Question

How do I find the derivative of `y = arc cot(x) + (cot x)^-1`?

Answer 1

`y^' = sec^2x - 1/(1 + x^2)`

Explanation:

I'll assume that you don't know what the derivative of `"arccot"(x)` is, so that we can use implicit differentiation to find `(dy)/dx`.

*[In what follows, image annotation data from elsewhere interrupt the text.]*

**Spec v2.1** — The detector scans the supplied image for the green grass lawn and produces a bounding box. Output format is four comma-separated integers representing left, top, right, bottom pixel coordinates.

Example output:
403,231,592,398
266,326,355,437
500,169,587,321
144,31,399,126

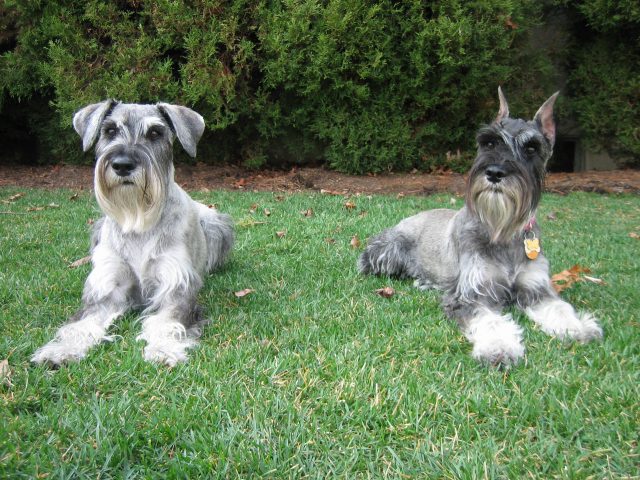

First, start by rewriting your function as

`y = "arccot"(x) + 1/cotx" "`, which is equivalent to

`y = "arccot"(x) + tan(x)`

Rerrange to get `arccos(x)` alone on the right-hand side of the equation

`y - tan(x) = "arccot"(x)`

This is equivalent to

`cot(y -tan(x)) = x " "color(blue)((1))`

Differentiate both sides with respect to `x` to get

`d/dxcot(y - tan(x)) = d/dx(x)`

`-csc^2(y - tan(x)) * [(dy)/dx - sec^2(x)] = 1`

`-csc^2(y - tan(x)) * (dy)/dx + csc^2(y - tan(x)) * sec^2(x) = 1`

Rearrange to get `(dy)/dx` alone on the left-hand side of the equation

`-csc^2(y - tan(x)) * (dy)/dx = 1 - csc^2(y - tan(x)) * sec^2(x)`

`(dy)/dx = (1 - csc^2(y - tan(x)) * sec^2(x))/(-csc^2(y - tan(x)))`

`(dy)/dx = -1/csc^2(y - tan(x)) + (color(red)(cancel(color(black)(-csc^2(y - tan(x))))) * sec^2(x))/color(red)(cancel(color(black)(-csc^2(y - tan(x))))`

`(dy)/dx = sec^2x - 1/csc^2(y - tan(x))`

Use the trigonometric identity

`color(blue)(csc^2x = 1 + cot^2x)`

to write

`(dy)/dx = sec^2x - 1/(1 + cot^2(y - tan(x)))`

You know from equation `color(blue)((1))` that

`cot(y - tan(x)) = x`

which means that the derivative will be

`(dy)/dx = color(green)(sec^2x - 1/(1 + x^2))`